IBM Research – Africa is developing breakthrough technologies by bringing together experts in genomics, astronomy, robotics, machine learning, and computer science. They apply big data analytics to improve scalability and effectiveness of health care, networks, urban ecosystems, and other problems facing Africa. The new lab in Johannesburg is directed by Solomon Assefa, a former participant in international Industrial Physics Forums organized by AIP with international partners. Logistics for the course were organized by JCSE, a center created to promote skills development and innovation in the South African IT sector. Through this co-sponsorship, AIP was also able to begin evaluating how the Corporate Associates program can further the academic–corporate connection in physical sciences in Africa.

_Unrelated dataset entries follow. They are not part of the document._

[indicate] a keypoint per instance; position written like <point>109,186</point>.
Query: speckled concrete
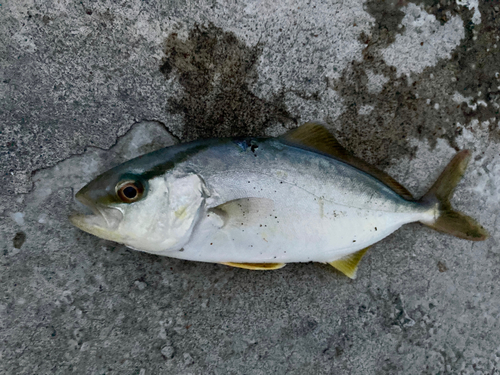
<point>86,85</point>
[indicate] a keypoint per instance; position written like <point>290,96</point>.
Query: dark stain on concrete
<point>406,110</point>
<point>19,239</point>
<point>216,71</point>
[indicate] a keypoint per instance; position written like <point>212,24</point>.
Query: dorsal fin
<point>315,136</point>
<point>256,266</point>
<point>348,265</point>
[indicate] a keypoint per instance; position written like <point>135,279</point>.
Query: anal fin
<point>256,266</point>
<point>348,265</point>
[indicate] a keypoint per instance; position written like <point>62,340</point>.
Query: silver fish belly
<point>294,206</point>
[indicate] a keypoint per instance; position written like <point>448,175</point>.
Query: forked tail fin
<point>448,220</point>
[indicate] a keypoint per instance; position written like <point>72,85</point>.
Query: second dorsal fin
<point>315,136</point>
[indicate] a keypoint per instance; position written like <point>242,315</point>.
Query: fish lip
<point>86,221</point>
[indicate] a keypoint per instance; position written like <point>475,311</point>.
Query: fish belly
<point>301,228</point>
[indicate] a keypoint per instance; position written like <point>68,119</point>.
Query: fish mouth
<point>101,222</point>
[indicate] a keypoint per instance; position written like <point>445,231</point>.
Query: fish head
<point>155,215</point>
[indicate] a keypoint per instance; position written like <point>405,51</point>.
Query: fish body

The AIP Corporate Associates program invited Carthage College physics professor Doug Arion to lead the short course. The first day centered on skills needed to be a successful entrepreneur with a focus on product lifecycle, creativity, and ideation. The participants worked in teams to generate product ideas and used several techniques to evaluate them. The second day featured local experts as guest speakers. Clive Butkow, CEO of Grotech Venture Capital, described his 10 lessons for attracting venture capital, and Ela Romanowska, WITS University Technology Transfer Office, gave a thorough lesson on how to protect intellectual property.
Both sessions included lively discussions with participants on how businesses are launched in South Africa. Feedback from the participants indicated success. Most graded the sessions as very good or excellent, and many indicated that what they learned would help them in the launch of their new ventures. AIP plans to follow up with participants in one year to further evaluate the impact of the course and to see how these young entrepreneurs are faring in the evolving economy of South Africa.